Complexity in sense of information theory, not implemtation wise. Implementing VQ (at high complexity) is easy.
That's not actually true. In the stereo case, there is still only one delta table derived from both channels. The independent variation of left and right will produce similar spread of
Yes (phase) and no (correlation).
If you would encode both independently, you would need 2 tables. But you use only one which does not resolve the tiny differences between left and right. Actually it is very likely that the stereo difference is killed completely, because it needs to compete with the other deltas. So you are actually worse than 2 independent channels with 2 tables, which is again worse than 2 joint stereo channels.
> the correlation of delta value spread isn't really affected by phase differences between the channels.
This is cool, didn't think of the phase difference. You got me here ;-)
(but only if the phase is shifted consistantly accross all sinus waves, which is almost never the case in reality)
Experimentation with mid and side band encoding did not produce any real difference from a QSNR perspective.
Yes, not with this algorithm, because the sideband suffers to much from competing against the mid band channel.

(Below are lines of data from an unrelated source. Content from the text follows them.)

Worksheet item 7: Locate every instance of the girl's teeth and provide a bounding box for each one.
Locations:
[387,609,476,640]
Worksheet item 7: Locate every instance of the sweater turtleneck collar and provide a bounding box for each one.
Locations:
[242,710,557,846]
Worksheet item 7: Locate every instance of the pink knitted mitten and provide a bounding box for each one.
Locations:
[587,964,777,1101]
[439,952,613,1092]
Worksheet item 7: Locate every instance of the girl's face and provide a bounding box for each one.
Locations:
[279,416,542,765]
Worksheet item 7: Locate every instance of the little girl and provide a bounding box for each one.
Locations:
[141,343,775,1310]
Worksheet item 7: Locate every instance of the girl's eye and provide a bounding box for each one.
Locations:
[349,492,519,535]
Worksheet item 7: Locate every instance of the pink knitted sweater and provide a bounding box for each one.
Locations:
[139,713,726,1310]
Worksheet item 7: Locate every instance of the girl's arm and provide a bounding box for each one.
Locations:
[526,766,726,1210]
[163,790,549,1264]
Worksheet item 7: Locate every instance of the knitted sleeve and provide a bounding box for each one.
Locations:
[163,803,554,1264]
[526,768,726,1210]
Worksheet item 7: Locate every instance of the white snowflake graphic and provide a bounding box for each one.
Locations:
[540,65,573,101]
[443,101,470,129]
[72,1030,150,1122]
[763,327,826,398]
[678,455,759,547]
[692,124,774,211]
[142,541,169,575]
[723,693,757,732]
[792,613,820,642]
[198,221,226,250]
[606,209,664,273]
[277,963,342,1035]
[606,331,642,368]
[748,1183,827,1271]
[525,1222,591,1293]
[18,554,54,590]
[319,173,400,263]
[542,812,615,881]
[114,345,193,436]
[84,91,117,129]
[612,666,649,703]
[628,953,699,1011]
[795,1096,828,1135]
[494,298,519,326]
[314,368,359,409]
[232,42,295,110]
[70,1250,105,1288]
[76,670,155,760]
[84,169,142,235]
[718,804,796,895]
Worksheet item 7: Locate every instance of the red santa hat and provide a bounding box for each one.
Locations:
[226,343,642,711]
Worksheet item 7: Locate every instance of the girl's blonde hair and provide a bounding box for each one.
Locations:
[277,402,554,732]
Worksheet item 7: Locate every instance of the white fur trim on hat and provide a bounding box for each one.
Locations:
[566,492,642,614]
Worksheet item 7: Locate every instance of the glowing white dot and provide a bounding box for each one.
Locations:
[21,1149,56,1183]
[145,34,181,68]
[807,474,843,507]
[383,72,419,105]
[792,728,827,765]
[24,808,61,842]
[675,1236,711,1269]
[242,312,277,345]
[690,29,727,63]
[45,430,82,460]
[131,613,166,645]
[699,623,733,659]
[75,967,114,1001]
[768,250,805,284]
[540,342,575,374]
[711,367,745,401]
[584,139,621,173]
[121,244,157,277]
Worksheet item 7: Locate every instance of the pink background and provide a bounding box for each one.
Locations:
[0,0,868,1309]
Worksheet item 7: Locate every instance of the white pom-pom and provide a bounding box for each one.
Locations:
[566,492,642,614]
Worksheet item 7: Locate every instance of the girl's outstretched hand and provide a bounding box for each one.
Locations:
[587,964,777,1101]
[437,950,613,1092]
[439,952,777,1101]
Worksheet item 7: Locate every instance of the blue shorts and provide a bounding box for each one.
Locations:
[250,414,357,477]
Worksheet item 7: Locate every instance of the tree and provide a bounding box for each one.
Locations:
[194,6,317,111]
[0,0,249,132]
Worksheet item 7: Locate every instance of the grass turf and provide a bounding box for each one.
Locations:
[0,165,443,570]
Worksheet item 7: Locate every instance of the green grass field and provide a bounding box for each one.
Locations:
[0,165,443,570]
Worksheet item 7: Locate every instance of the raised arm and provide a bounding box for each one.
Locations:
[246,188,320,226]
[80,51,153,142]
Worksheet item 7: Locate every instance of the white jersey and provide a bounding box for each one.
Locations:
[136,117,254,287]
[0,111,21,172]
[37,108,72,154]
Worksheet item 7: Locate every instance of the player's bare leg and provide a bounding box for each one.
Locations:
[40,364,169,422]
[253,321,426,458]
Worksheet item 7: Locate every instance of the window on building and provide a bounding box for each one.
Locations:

You would need 2 Tables. (can be used together, but "trained" seperately).
My experience with ADPCM decode was that corrupt data in the compressed stream can (but won't necessarily) knock the decode out permanently from that point onwards. Explicit audio frames mean that at most only the remaining samples in the current frame will be corrupted.
Nobody stopps you from putting ADPCM into chunks of N samples. If this should be a stream, you need to do this anyway, because otherwise you cannot join the stream at any position you want, which is the main point of being a "stream".
But putting ADPCM into chunks has zero overhead. You just reset the adaptation factor to something average all N samples. Of course, setting the factor to the best value is better and can be achieved by adding 1 extra byte each frame.